This is a must course for all key decision makers in school to find out about and discuss key differences between the current Data Protection Act 1998 and the new GDPR that will require schools and academies to make some changes to the way they collect, process and manage personal data. The role of data protection officer, which is compulsory under the GDPR, will be explored and resources provided to help support gathering information on how establishments currently process personal information, including advice for good practice moving forward in line with GDPR compliance.
Areas such as technology use and IT infrastructure in relation to processing and storing personal data will be explored along with staff day to day common practice. Raising awareness amongst staff and refining practice will form an essential part of preparing an establishment for the GDPR requirements.
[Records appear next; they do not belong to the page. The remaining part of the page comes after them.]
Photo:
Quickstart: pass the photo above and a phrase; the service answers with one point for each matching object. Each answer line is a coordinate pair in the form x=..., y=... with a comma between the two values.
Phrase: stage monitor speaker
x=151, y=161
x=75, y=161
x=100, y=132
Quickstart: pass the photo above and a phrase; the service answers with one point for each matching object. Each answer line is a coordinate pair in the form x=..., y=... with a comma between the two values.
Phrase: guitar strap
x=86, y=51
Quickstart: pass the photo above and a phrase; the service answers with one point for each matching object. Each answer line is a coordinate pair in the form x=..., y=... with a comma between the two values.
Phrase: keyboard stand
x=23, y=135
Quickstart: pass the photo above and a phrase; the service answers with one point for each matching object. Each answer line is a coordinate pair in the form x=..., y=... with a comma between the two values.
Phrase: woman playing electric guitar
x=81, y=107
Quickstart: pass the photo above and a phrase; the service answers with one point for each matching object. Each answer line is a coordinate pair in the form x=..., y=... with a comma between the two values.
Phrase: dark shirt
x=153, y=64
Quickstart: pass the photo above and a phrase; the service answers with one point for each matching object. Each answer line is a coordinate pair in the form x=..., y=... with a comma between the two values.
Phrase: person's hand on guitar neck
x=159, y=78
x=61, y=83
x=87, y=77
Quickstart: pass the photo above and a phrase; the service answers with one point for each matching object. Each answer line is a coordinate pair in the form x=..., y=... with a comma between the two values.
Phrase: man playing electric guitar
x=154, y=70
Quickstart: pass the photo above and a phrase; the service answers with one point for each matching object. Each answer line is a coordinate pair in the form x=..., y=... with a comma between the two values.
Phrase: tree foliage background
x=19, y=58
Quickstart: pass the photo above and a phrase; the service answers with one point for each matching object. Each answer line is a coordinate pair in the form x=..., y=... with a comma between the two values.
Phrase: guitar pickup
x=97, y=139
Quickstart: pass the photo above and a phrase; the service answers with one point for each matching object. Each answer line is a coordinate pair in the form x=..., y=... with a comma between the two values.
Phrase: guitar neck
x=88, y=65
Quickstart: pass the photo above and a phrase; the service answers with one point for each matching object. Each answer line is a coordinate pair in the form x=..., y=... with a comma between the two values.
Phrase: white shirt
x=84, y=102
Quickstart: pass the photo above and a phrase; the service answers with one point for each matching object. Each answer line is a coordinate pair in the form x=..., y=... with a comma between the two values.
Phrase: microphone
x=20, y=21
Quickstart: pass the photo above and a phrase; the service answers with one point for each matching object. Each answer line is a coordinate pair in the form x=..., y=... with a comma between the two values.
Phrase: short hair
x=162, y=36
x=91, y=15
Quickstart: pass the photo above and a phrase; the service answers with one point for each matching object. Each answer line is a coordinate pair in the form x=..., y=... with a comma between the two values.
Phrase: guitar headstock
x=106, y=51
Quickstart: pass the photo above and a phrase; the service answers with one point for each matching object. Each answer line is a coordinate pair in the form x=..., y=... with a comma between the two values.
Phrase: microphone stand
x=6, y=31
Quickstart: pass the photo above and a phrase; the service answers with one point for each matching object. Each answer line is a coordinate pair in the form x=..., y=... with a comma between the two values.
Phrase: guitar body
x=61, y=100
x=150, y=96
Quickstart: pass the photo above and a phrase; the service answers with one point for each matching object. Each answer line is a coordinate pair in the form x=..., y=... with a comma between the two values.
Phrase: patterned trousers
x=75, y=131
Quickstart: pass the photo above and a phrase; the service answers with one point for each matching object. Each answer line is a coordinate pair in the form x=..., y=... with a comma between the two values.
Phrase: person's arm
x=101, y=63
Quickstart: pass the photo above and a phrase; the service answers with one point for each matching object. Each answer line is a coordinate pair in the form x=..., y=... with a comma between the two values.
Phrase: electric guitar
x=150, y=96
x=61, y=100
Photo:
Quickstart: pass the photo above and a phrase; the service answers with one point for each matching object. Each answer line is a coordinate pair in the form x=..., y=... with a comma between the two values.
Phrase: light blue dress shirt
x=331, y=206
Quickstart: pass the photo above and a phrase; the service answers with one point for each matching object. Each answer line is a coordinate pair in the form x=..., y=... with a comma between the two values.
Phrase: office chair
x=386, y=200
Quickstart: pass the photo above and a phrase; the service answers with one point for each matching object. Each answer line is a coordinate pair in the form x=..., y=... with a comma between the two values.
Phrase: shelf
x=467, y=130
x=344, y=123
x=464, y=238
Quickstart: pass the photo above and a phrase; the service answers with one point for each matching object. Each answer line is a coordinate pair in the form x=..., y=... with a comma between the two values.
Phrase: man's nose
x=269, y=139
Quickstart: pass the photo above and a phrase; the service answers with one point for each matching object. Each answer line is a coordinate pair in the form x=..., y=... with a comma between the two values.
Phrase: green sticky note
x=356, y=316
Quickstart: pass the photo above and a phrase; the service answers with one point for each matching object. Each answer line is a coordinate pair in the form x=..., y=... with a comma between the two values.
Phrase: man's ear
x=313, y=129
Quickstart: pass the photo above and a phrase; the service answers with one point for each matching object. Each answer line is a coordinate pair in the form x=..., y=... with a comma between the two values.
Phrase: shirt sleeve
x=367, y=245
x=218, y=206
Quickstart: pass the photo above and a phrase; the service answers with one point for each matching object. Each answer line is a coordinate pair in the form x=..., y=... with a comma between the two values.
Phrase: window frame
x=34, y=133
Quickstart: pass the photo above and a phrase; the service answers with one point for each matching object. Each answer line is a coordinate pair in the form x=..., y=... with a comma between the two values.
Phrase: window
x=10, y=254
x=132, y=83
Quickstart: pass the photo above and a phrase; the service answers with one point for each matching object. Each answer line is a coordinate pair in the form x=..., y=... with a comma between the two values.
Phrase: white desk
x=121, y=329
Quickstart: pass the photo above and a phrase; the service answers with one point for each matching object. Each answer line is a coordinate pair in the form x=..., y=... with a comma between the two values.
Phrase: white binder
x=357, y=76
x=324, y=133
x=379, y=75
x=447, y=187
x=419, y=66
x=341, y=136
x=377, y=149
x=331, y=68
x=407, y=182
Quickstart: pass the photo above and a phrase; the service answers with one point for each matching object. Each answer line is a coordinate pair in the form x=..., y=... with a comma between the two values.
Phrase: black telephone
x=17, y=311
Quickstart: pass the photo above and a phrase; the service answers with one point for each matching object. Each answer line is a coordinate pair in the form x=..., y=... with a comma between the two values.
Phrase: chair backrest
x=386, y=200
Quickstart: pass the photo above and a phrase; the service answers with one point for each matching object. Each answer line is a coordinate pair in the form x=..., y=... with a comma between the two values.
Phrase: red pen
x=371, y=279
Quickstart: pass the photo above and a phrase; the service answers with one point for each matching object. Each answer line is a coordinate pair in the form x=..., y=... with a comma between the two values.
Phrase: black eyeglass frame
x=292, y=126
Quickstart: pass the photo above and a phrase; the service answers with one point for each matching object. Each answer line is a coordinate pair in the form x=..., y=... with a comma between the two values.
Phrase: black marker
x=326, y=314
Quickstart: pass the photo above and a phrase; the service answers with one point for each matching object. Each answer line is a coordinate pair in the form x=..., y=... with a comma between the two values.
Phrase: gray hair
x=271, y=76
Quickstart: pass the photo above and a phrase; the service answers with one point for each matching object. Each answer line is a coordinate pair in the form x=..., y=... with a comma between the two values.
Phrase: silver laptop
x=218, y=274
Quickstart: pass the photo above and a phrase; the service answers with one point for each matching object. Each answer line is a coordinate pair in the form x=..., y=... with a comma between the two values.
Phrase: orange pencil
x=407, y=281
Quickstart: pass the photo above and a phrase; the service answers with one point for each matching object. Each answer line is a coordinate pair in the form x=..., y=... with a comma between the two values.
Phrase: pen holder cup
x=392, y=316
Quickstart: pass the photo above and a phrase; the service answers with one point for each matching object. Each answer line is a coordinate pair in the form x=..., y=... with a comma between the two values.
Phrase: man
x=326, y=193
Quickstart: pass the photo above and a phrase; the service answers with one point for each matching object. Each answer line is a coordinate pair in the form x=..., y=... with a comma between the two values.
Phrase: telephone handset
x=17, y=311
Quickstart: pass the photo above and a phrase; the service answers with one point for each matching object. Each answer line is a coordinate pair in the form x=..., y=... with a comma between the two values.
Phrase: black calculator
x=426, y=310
Current data protection policies and practices will need to be reviewed and updated in order to be compliant with the GDPR from 25th May 2018. Accountability and governance is a big part of the changes and establishments will need to provide evidence on how they are complicating with the GDPR. Ofsted have been involved in the past with the ICO in relation to schools and non-compliance of the Data Protection Act 1998 and therefore assume that this will continue to be so under the GDPR requirements. None compliance of the GDPR could result in heavy financial penalties being paid.
This course will enable you to:
- Better understand the changes the GDPR will bring and what this means for your school - take back practical advice for compliance; taking action now to prepare for 25th May 2018;
- Create an action plan and begin an information assets audit;
- Support existing self-assessment and record management procedures and practice;
- Identify risks and make sure that appropriate mitigation are in place;
- Ensure that reasonable measures have been taken to protect data.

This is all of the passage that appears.